"Carrie" has put me in so many emotional and creative places in the last couple of months - places that I haven't been in awhile. The last few years, my creativity has been funneled into writing and directing, but being back onstage has started up the restless engine again, the one that requires much stimulation as fuel. I've been drawing (sometimes on myself) and other various types art-ing, and writing poetry again. I've been amazed by people again. I want to touch everyone and look into their eyes until I see the person they're trying to hide. And I want to be seen again. I've been hiding, and I didn't even know it.

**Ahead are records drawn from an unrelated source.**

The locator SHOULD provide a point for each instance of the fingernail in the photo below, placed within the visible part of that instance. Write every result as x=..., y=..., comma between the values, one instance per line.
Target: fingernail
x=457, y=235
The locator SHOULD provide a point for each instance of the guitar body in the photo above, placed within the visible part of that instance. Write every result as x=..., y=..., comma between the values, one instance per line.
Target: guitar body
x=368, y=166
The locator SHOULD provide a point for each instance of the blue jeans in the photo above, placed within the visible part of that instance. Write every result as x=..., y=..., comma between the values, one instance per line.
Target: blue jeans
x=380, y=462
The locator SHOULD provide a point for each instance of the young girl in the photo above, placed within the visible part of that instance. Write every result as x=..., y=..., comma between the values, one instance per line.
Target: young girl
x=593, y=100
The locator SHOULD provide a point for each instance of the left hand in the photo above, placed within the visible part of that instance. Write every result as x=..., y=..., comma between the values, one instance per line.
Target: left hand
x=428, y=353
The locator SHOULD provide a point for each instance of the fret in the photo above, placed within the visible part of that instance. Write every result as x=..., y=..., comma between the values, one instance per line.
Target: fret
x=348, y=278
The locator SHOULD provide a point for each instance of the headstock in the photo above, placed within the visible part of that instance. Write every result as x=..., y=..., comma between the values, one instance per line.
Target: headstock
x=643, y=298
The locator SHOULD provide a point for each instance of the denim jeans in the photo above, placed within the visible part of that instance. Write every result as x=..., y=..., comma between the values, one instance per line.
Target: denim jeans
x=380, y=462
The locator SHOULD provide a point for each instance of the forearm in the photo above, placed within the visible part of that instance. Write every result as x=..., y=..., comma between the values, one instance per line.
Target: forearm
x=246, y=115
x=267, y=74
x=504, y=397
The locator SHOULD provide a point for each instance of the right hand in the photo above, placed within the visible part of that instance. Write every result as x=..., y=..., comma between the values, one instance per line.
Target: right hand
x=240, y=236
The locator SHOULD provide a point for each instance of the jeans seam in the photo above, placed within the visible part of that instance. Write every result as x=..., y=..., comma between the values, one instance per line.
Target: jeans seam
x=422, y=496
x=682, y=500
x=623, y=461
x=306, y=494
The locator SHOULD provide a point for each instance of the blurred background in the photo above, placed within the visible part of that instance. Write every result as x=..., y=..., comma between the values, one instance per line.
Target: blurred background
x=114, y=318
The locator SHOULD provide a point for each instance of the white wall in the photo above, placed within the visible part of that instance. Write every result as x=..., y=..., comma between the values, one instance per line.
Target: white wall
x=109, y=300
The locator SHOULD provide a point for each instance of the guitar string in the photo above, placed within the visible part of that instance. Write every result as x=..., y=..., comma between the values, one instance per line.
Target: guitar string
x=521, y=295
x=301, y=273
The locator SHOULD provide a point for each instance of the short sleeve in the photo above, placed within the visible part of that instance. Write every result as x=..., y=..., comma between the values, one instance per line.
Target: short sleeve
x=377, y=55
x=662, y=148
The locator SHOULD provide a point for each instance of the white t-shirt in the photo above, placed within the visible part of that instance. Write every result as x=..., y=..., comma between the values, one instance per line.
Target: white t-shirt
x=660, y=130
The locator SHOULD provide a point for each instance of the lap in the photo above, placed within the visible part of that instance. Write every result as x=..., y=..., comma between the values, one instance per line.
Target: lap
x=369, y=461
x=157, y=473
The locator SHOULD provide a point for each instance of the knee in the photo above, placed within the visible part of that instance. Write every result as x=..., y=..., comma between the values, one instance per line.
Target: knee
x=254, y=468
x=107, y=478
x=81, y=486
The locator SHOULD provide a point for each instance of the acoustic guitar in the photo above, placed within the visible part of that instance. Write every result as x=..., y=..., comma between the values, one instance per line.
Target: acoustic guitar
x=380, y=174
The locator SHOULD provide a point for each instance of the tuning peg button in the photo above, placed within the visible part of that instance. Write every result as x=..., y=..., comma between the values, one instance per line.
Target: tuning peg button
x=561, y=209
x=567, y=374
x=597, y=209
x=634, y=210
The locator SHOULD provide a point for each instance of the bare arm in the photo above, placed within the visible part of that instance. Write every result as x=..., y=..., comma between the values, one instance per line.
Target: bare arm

My creativity habit, in recent years, has been me, alone, at a computer, for hours on end. This is punctuated by production meetings once in awhile. I was good with that.
I forgot about backstage. I forgot about onstage. I forgot about holding hands and taking a big breath together and jumping into the water. I forgot about being with people, silently, in the dark, waiting for our entrance cues. I forgot about grasping hands, exchanging glances, and bowing for an audience who is expressing their appreciation.
Now, suddenly, I'm there in it again. And I'm not the only person in the group who makes up songs about whatever is in front of me at the time, or the only one who gets excited about finding feathers and pretty leaves, and thinks, "There must be something I can do with this." I'm not the only one who makes jewelry and raunchy jokes. I'm also not even the best at these things. It is inspiring to be around people who do it better than I.
I forgot that I need to be stimulated, all the time. By people and their wonderful, magical, bizarre, impulsive, generous whims. They feed my Imagination Monster.
And here I thought I had become an introvert. I just forgot.